First, let’s consider the ability to find “events and key actors” in video — a collaboration between Google and Stanford. Footage of scenes like basketball games contain dozens or even hundreds of people, but only a few are worth paying attention to. The CV system described in this paper uses a recurrent neural network to create an “attention mask” for every frame, then track relevance of each object as time proceeds.
Over time the system is able to pick out not only the most important actor, but potential important actors, and the events with which they are associated. Think of it like this: it could tell that someone going in for a lay-up could be important, but that the most important player there is the one who furnishes the denial. The implications for intelligently sorting through crowded footage (think airports, busy streets) are significant.
Next is a more whimsical paper: Researchers have created a CV system for discovering the legs of tigers. Well… there’s a little more to it than that.
The tigers (and some horses) simply served as “articulated object classes” — essentially, objects with continuously moving parts — for the system to watch and understand. By identifying independently moving parts and their motion and position relative to the rest of the animal, the limbs can be identified frame by frame. The advance here is that the program is capable of making that identification across many videos, even when the animal is moving in different ways.
It’s not that we desperately need data about the front left legs of tigers, but again, the ability to find and track individual parts of an arbitrary person, animal or machine (or tree, or garment, or…) is a powerful one. Imagine being able to scrape video just for tagged animals, or people with phones in their hands or bicycles with panniers. Naturally the surveillance aspect makes for potential creepiness, but academically speaking, the work is fascinating. The paper was a collaboration between the University of Edinburgh and Google.
Last is a new ability for computer vision that may be a bit more practical for everyday use. CV systems have long been able to classify objects they see: a person, a table or surface, a car. But in describing them they may not always be as exact as we’d like. On a table of wine glasses, which one is yours? In a crowd of people, which one is your friend?

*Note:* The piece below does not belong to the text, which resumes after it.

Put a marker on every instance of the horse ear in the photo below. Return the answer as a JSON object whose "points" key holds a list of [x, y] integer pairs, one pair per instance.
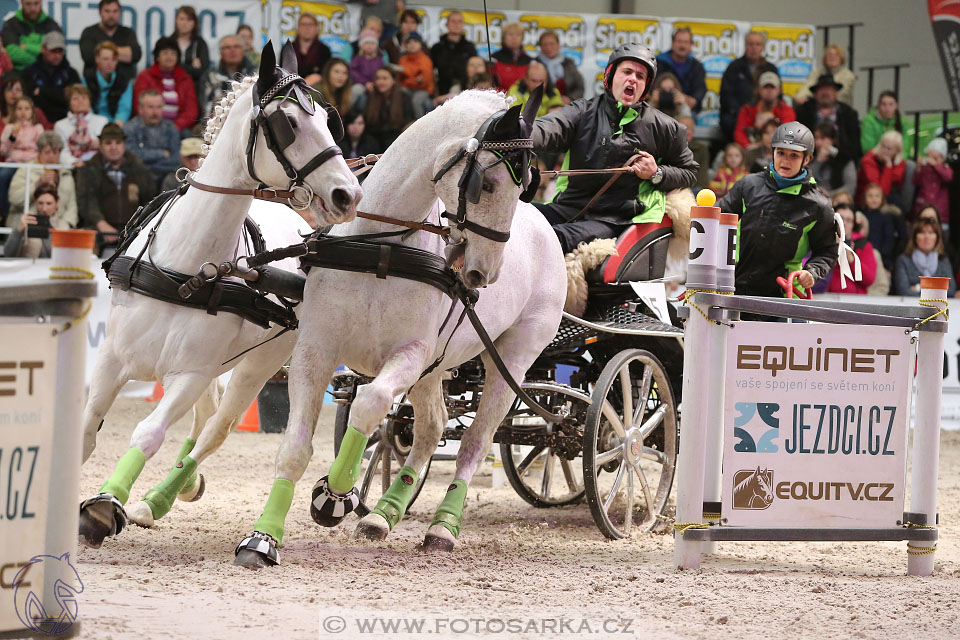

This paper, from researchers at Google, UCLA, Oxford and Johns Hopkins, describes a new method by which a computer can specify objects without question of confusion. It combines some basic logic with the powerful systems behind image captioning — the ones that produce something like “a man in red eating ice cream is sitting down” for a photo more or less meeting that description.
The computer looks through the descriptors available for the objects in question and finds a combination of them that, together, can only apply to one object. So among a group of laptops, it could say “the grey laptop that is turned on,” or if several are on, it could add “the grey laptop that is turned on and showing a woman in a blue dress,” or the like.
It’s one of those things people do constantly without thinking about it — of course, we can also point — but that is in fact quite difficult for computers. Being able to describe something to you accurately is useful, of course, but it goes the other way: you may some day say to your robot butler “grab me the amber ale that’s behind the tomatoes.”
Naturally, all three of these papers (and more among the many Google is presenting) use deep learning and/or some sort of neural network — it’s almost a given in computer vision research these days, since they have gotten so much more powerful, flexible and easy to deploy. For the specifics of each network, however, consult the paper in question.